Within Ramadan, there is one night that holds a place of special intensity. It is called Laylat al-Qadr, which translates as the Night of Decree or the Night of Power. Muslims believe this is the specific night on which the Qur’an first descended, and the Qur’an itself describes this night as better than a thousand months. That is more than eighty years of worship condensed into a single night. Muslims seek it in the last ten nights of Ramadan, filling those hours with prayer, recitation of the Qur’an, and quiet, heartfelt conversation with God. To sit with a community of believers in a mosque on one of those nights, the air still and the voices soft, is to feel something that is genuinely difficult to describe to someone who has not experienced it.

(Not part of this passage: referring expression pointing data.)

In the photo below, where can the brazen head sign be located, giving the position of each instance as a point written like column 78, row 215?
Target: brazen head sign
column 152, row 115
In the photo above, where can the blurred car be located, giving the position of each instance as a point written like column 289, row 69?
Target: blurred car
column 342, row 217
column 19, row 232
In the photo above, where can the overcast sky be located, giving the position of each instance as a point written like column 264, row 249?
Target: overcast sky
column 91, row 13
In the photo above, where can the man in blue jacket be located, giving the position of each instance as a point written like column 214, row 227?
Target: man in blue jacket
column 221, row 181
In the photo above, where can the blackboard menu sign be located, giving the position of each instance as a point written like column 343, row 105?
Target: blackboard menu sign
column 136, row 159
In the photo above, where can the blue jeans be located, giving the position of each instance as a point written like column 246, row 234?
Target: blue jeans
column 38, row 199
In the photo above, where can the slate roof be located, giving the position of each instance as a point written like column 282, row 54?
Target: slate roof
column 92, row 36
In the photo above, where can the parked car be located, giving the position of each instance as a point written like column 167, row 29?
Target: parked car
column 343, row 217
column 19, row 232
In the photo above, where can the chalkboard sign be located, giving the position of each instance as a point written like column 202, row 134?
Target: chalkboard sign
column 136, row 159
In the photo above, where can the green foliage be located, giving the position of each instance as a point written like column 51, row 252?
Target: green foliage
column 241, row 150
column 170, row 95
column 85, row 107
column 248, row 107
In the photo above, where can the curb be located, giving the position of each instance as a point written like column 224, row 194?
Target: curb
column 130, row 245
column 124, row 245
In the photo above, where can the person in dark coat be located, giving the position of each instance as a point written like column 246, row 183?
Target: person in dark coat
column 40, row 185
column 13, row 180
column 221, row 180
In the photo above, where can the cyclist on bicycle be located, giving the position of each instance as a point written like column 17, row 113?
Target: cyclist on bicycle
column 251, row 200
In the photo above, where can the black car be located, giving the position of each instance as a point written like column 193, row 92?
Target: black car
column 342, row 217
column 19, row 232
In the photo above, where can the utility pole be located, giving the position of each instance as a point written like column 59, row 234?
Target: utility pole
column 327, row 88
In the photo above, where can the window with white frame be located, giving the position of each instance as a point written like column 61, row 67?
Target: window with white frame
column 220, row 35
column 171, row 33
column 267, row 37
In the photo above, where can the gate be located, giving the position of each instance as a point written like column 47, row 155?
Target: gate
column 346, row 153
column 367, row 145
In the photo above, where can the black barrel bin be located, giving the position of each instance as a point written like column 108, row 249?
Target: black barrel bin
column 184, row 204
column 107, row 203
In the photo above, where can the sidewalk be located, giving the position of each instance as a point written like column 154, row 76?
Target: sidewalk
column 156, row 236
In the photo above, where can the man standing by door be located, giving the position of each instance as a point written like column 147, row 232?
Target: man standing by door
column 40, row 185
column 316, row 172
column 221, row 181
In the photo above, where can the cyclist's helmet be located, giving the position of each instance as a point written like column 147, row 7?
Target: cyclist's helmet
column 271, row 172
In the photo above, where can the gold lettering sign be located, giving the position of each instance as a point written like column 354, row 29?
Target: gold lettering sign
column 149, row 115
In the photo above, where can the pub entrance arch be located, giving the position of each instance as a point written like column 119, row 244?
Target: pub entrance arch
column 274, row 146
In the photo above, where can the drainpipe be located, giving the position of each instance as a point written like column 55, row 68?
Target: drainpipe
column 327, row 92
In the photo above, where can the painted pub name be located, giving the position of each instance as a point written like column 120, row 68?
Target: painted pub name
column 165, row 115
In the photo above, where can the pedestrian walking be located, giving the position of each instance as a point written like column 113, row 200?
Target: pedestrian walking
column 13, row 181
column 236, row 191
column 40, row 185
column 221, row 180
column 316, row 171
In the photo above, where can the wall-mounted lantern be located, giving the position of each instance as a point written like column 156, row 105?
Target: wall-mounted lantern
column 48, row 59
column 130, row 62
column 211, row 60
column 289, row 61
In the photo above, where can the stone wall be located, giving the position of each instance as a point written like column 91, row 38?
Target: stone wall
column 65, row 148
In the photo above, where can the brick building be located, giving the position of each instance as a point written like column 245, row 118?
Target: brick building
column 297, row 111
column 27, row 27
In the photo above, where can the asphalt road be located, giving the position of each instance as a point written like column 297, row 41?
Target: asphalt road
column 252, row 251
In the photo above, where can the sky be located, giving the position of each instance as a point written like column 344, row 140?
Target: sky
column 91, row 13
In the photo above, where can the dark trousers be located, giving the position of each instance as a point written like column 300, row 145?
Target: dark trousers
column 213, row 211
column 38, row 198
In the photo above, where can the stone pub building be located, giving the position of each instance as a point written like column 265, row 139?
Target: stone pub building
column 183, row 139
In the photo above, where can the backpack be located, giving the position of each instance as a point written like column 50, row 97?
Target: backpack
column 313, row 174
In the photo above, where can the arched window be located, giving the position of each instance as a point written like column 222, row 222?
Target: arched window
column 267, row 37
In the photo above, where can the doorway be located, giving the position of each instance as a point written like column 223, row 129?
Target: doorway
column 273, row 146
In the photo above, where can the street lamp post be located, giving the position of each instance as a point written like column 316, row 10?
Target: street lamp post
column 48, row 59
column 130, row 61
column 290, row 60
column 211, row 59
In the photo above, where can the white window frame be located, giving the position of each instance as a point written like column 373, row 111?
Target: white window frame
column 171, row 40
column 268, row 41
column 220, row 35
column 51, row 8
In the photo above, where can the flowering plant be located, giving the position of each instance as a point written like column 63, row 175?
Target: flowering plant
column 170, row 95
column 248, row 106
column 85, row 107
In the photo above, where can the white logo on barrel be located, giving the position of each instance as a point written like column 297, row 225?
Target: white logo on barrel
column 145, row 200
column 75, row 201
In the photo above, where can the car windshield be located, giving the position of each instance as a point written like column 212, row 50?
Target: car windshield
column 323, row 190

A sincere question sometimes follows: if Muslims honor the Torah, the Psalms, and the Gospel, why do they read the Qur’an rather than those texts? The Islamic answer is offered respectfully. Muslims believe the original revelations given to Moses, David, and Jesus were indeed divine and true. Over the long course of history, however, those scriptures passed through many hands, were translated across languages, and were in some cases altered, whether by accident or by intention. What exists today contains real wisdom and echoes of the original truth, but it has also been changed in ways that make it difficult to rely on as a complete and unaltered guide.
The Qur’an, Muslims believe, is the final and perfectly preserved word of God. It has been memorized in its original Arabic by millions of people across every generation since it was first revealed, passed down in an unbroken chain from teacher to student for over fourteen hundred years. Not a single letter has changed. That preservation is itself seen as a sign of its divine origin, and it is why Muslims turn to it not only in Ramadan but throughout their entire lives.
A Message Meant for You
What the story of Ramadan ultimately tells us is that God has never stopped caring about the people He created. He sent prophet after prophet. He sent scripture after scripture. And when He sent the final and complete guidance, He sent it during the same month He had used before, as if to draw a line of connection across all of human history and say: this has always been about you. All of you.

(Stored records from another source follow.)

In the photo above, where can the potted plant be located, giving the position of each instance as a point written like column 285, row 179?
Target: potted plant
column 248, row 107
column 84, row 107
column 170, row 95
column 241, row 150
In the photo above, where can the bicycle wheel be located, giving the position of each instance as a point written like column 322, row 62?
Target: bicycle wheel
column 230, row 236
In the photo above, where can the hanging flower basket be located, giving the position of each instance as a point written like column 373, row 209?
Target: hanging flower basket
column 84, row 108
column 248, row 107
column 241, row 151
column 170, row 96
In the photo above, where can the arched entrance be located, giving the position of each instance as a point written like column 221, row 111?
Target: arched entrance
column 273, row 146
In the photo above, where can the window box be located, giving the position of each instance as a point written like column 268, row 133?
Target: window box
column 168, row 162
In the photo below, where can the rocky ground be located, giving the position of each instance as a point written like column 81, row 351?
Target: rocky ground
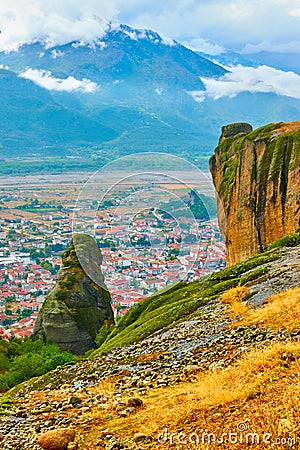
column 68, row 396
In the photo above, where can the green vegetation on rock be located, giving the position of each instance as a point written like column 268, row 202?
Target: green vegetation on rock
column 180, row 301
column 22, row 359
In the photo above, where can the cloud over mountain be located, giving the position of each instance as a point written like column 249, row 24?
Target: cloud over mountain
column 54, row 21
column 233, row 24
column 45, row 79
column 262, row 79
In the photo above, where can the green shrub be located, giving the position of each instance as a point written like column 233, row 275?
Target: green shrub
column 290, row 240
column 29, row 358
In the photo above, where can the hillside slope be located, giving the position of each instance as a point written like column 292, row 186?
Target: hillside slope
column 149, row 375
column 257, row 178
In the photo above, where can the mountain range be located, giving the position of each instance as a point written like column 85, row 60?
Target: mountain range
column 130, row 91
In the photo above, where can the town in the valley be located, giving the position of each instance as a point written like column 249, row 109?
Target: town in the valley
column 142, row 252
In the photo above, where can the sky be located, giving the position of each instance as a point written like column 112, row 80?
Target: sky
column 204, row 25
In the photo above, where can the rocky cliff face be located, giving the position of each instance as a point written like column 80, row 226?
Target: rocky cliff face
column 257, row 178
column 77, row 307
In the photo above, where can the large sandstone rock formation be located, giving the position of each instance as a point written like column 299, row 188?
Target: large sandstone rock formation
column 257, row 178
column 77, row 307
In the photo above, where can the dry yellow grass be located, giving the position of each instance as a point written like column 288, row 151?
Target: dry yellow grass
column 280, row 311
column 234, row 297
column 250, row 380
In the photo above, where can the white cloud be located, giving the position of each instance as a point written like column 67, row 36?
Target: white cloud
column 262, row 79
column 293, row 47
column 231, row 23
column 204, row 46
column 167, row 41
column 54, row 21
column 44, row 79
column 56, row 54
column 198, row 96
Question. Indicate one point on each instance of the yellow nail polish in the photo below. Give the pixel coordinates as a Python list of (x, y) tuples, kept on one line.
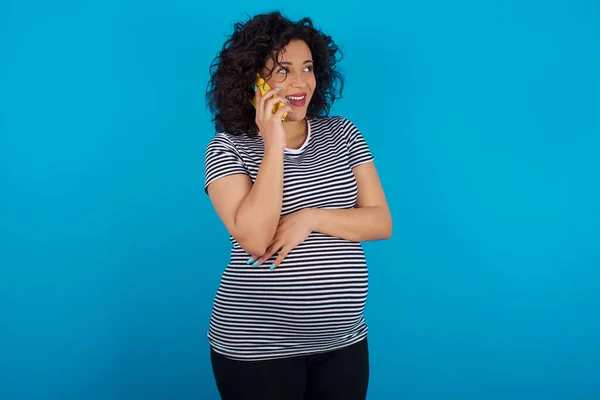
[(264, 87)]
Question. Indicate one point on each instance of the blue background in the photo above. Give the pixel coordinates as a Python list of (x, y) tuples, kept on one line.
[(484, 117)]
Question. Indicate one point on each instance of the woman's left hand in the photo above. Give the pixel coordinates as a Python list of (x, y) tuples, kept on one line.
[(292, 230)]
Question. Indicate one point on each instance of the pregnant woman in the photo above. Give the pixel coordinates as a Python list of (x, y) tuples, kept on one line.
[(297, 195)]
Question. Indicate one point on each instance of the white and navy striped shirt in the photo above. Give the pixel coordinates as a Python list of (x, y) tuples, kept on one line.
[(314, 301)]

The Qur’an does not describe itself as a book for Arabs, or for people born into Muslim families, or for any particular nation or tribe. It describes itself as a guide for all of humanity, a mercy sent to bring people from darkness into light. Millions of people from every background imaginable, people who grew up Christian, Jewish, Hindu, atheist, or with no religious background at all, have encountered the Qur’an as curious readers and found something in it that answered questions they had carried their whole lives.
If you have ever felt that there must be more to life than what can be seen or measured, if you have ever sensed a pull toward something greater than yourself, if you have ever wondered whether God is real and whether He knows you, Ramadan is a remarkable time to bring those questions somewhere honest. The Qur’an begins with a prayer that Muslims recite every single day: “Guide us to the straight path.” That prayer is for everyone. It is an acknowledgment that human beings need direction, and a trust that God provides it.
Many mosques across the United States open their doors to visitors during Ramadan, and free English translations of the Qur’an are widely available in print and online. You do not need to be Muslim to read it or to feel its weight. You only need to come with an open mind. Many people who have done exactly that have found that what they were searching for was already waiting for them on the page.